En Israël, tous les mariages doivent être célébrés par des institutions religieuses établies, telles que le Grand-Rabbinat pour les Juifs. Quelque 450 000 citoyens israéliens qui n’ont pas de classification religieuse dans la PIBA – principalement des citoyens de l’ex-Union soviétique ou leurs enfants descendants de Juifs – n’ont aucun moyen de se marier légalement.

Des dizaines de milliers de citoyens sont également empêchés de se marier en raison de statuts juridiques problématiques dans la loi juive orthodoxe – halakha, notamment les couples homosexuels qui ne peuvent pas se marier légalement.

En 2019, avant l’épidémie mondiale de COVID-19, 9 550 couples avaient enregistré auprès du ministère de l’Intérieur des mariages civils célébrés à l’étranger.

Le chef du parti Yisrael Beytenu, Avigdor Liberman, a salué la décision, déclarant qu’il était « bon que la Cour suprême se soit opposée à la coercition religieuse de Deri et de ses amis qui tentent de nous conduire vers un État de droit religieux ».

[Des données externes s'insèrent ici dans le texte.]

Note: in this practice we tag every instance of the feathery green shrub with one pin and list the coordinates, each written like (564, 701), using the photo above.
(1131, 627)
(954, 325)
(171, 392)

Arbel a toutefois décrié la décision, estimant qu’elle démontrait la nécessité de faire passer le programme de réforme du système judiciaire du gouvernement.

Me Finkelstein, qui représentait certains des couples au tribunal, a salué la décision, estimant toutefois qu’elle serait bénéfique pour tous ceux qui souhaitent se marier dans le cadre d’une cérémonie civile.

Le directeur de Hiddush, le rabbin Uri Regev, a déclaré qu’Israël était « la seule démocratie occidentale au monde qui refuse à ses citoyens la liberté de se marier, en raison des exigences des partis religieux », et il a salué la décision qui, selon lui, « ouvrira une voie supplémentaire » aux Israéliens pour se marier.

« Cette coercition religieuse est contraire aux souhaits d’une grande majorité de Juifs », a affirmé Regev, qui a déclaré que son organisation fournirait au grand public des informations sur la manière de se marier par l’intermédiaire du système de l’Utah.